Despite the decline, the centre maintained its level of service of 2,000 hours throughout the year.
The peak period for visitors was during July and August. The report notes some centres in the province close during the winter, but the Delta Chamber of Commerce provides the service year-round.
The chamber has been operating the Tourism B.C.-accredited centre, co-sponsored by the municipality and the Ministry of Jobs, Tourism and Innovation, on behalf of Delta since 2001. It's part of a network of more than 100 similar centres throughout the province.
The report notes the Delta numbers for 2012 over 2011 still compare "somewhat more favourably" to trends for the Vancouver Coast Mountain Tourism Region, as well as all of B.C., which have seen even bigger drops.
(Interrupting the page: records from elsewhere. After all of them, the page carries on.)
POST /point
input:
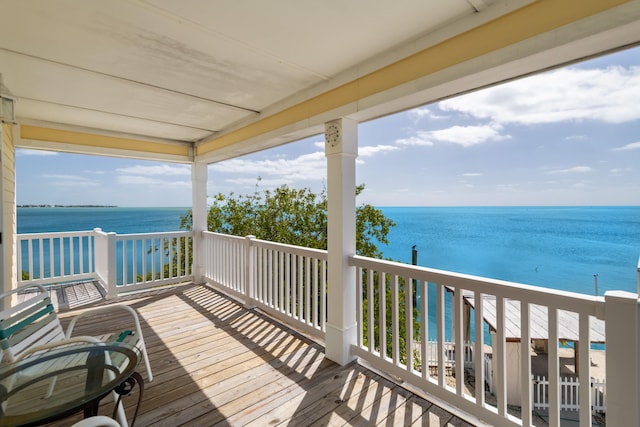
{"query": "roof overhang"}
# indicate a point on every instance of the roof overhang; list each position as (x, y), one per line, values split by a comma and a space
(209, 81)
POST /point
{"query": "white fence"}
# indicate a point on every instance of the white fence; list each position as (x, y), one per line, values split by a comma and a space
(387, 293)
(402, 313)
(121, 262)
(55, 257)
(569, 394)
(288, 282)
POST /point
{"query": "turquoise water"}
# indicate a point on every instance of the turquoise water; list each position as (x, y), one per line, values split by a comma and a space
(555, 247)
(118, 220)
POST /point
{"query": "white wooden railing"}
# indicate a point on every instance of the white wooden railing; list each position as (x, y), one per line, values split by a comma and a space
(569, 394)
(288, 282)
(385, 293)
(121, 262)
(55, 257)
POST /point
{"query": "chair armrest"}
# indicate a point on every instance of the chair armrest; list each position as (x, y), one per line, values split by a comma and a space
(69, 341)
(100, 310)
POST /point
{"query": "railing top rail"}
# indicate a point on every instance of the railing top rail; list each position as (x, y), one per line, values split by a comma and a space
(53, 234)
(149, 235)
(518, 291)
(299, 250)
(223, 236)
(317, 253)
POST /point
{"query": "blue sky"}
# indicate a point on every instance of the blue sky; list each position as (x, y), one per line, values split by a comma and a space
(566, 137)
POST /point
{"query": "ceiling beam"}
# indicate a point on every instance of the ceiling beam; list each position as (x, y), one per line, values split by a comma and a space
(518, 26)
(39, 137)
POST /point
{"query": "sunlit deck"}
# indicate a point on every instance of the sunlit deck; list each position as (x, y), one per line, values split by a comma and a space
(217, 363)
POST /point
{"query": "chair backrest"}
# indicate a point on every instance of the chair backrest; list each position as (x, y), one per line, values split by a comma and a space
(32, 321)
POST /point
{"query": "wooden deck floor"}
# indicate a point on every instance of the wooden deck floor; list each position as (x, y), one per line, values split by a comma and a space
(216, 363)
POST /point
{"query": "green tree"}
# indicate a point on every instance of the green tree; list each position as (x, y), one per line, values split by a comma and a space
(291, 216)
(299, 217)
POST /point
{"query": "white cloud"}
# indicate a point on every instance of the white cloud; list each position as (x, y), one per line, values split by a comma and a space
(466, 136)
(310, 166)
(28, 152)
(608, 95)
(420, 139)
(424, 112)
(631, 146)
(76, 181)
(577, 138)
(372, 150)
(144, 180)
(575, 169)
(165, 170)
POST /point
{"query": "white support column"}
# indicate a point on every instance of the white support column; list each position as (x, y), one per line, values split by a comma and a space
(341, 151)
(622, 327)
(199, 217)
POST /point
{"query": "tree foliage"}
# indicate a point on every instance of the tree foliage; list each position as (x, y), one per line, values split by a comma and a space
(299, 217)
(291, 216)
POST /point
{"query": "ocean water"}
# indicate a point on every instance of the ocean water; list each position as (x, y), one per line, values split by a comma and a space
(118, 220)
(555, 247)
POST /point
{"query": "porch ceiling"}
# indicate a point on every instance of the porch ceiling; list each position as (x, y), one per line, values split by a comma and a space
(171, 80)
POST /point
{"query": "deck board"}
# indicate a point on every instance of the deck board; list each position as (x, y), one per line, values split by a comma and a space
(217, 363)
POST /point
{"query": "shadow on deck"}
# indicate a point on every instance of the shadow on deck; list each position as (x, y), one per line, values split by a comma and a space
(217, 363)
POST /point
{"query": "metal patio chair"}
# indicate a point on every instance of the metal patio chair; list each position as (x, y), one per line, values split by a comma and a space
(30, 326)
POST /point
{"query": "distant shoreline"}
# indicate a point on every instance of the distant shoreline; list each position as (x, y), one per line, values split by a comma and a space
(67, 206)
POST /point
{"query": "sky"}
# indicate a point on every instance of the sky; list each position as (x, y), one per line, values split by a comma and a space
(570, 136)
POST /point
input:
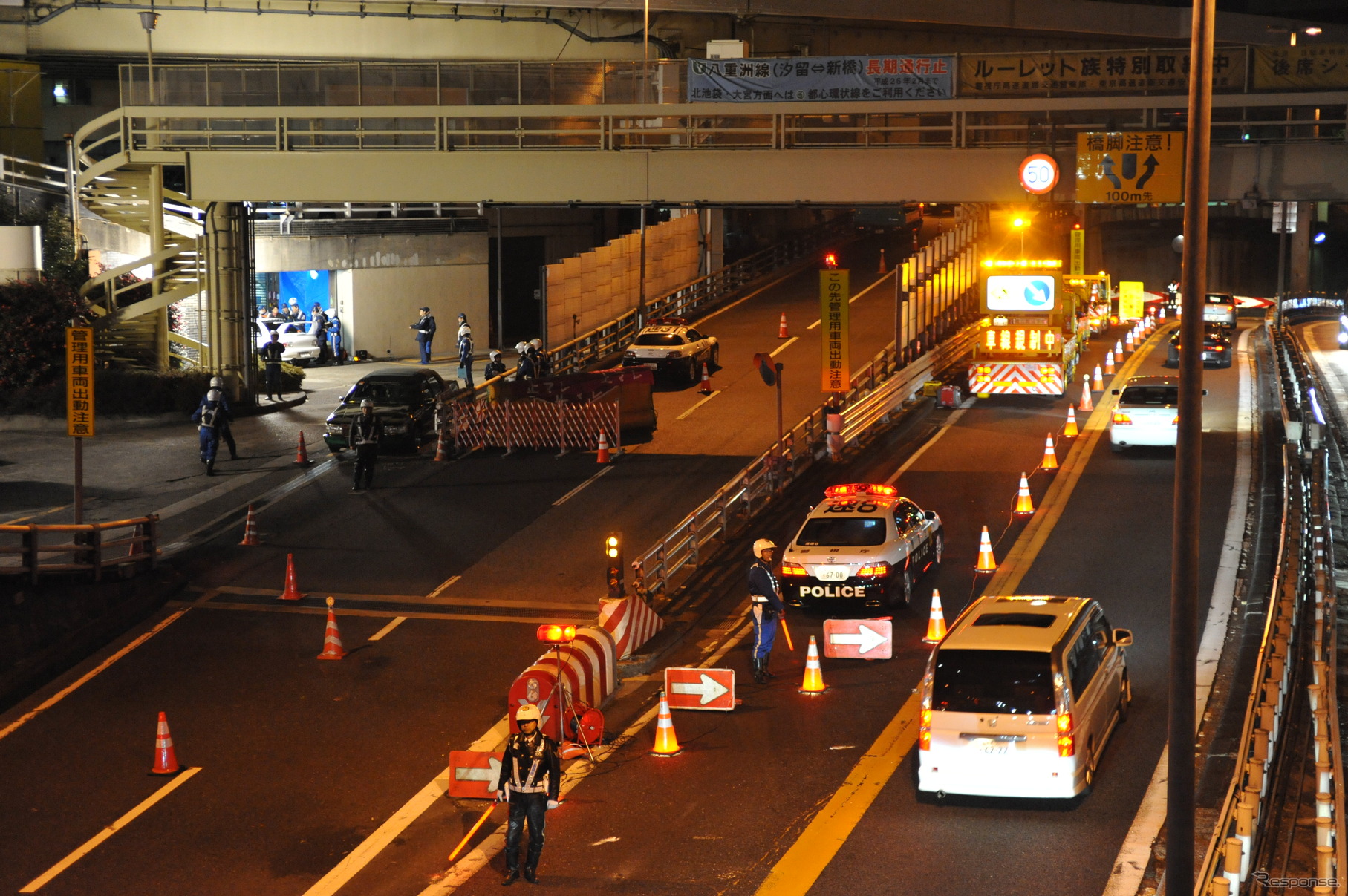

Delta council recently approved another $47,500 in operating funding for the centre for 2013.
Noting the province provides money for the municipality to undertake tourism promotion, chamber executive director Peter Roaf told the Optimist that while the number of visitors were down, the total number of parties (two or more people) was up at the centre.
Since Delta doesn't have a separate tourism authority, the centre provides a valuable service in letting people know some of the things to do and see locally, he said.
Noting a local group, which includes chamber representation, is looking at tourism marketing opportunities, he said the huge mall development at the Tsawwassen First Nation could provide additional benefits.
The Delta Chamber of Commerce also maintains tourism pages on its website, which have been upgraded to provide more comprehensive information.
Last year, Coun. Sylvia Bishop said the municipality needs "a champion" to promote and market its many tourism attractions. The first-term civic politician asked staff to look at the possibility of joining other areas to market the region.
Asked this week if there are any plans to ramp up marketing efforts, Coun.
Robert Campbell said Delta is a day trip community, so it's been difficult to figure out a way to provide more benefit to businesses.
"That's always an interesting question: What to do about tourism? We had Tourism Delta try their hands at it a few years ago and I understand they're still having meetings, but they haven't been able to really pull any viable program together. We looked at having our own tourism committee and doing it through the (municipal) hall but it turned out to go nowhere," he said.
"The consensus conclusion, because it hasn't been formally discussed in at least a year, is that tourism in Delta is really something that happens as a day trip destination. The businesses that exist in Delta are not going to benefit any more from any dedicated marketing campaign on tourism."